Only around 30 per cent of the population of Mauritania are bidani. Another 40 per cent are haratin, the descendants of former slaves – although the distinction between bidani and haratin is, as with all such categories, far from straightforward – and the rest are non-Arab Africans – Wolof, Soininke, Pulaar. Bidani control of the army, the economy and the presidency has been largely uninterrupted since independence. The state relies on symbols that cohere around bidani culture, and in particular around nomadic pastoralism, which is why Ghazouani’s alleged use of the word khalawat stung. Nobody, least of all the bidani, expects their dominance to last for ever. There has been a recent upsurge in anti-slavery activism; one of the movement’s leaders is Biram Dah Abeid, a prominent haratin campaigner and former presidential candidate. The backlash has been apparent in parliament, notably in the appearance of a bidani supremacy party.

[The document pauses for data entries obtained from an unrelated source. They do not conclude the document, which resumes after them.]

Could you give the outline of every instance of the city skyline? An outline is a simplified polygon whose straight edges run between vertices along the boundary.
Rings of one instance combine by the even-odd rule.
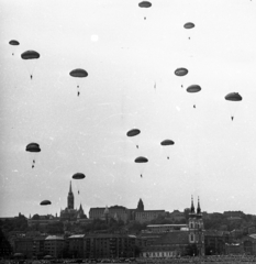
[[[0,0],[0,217],[59,211],[77,173],[85,212],[140,198],[182,210],[193,195],[202,210],[256,213],[255,1]],[[193,85],[201,90],[188,92]],[[127,136],[132,129],[141,133]]]

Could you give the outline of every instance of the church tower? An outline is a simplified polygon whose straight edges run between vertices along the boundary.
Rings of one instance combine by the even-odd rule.
[[[140,198],[138,202],[137,202],[137,211],[144,211],[144,205],[142,199]]]
[[[194,211],[193,197],[191,198],[191,208],[189,212],[189,243],[196,245],[197,252],[194,252],[194,254],[204,255],[202,212],[199,198],[197,212]]]
[[[71,180],[70,180],[70,186],[69,186],[69,191],[67,197],[67,208],[74,209],[74,194],[73,194]]]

There are almost a hundred different political parties in Mauritania, and it’s unclear to what extent Ghazouani’s opponents will unify around a single candidate. Perhaps the closest thing to a unity candidate is Sidi Mohammed Ould Boubakar, a former prime minister and ambassador to Egypt. The opposition is making more noise than usual about transparency, following some controversy at the 2018 parliamentary election. Some Mauritanians I spoke with pointed to recent events in Algeria and Sudan, and suggested that the regime is likely to be intimidated into allowing a degree of fairness. It remains to be seen how much of the change will be substantive and how much cosmetic. President Aziz has said he intends to remain active in politics, although his post-election role has not been announced. ‘If he leaves or doesn’t leave,’ a journalist from Zouerate told me, ‘he will be present.’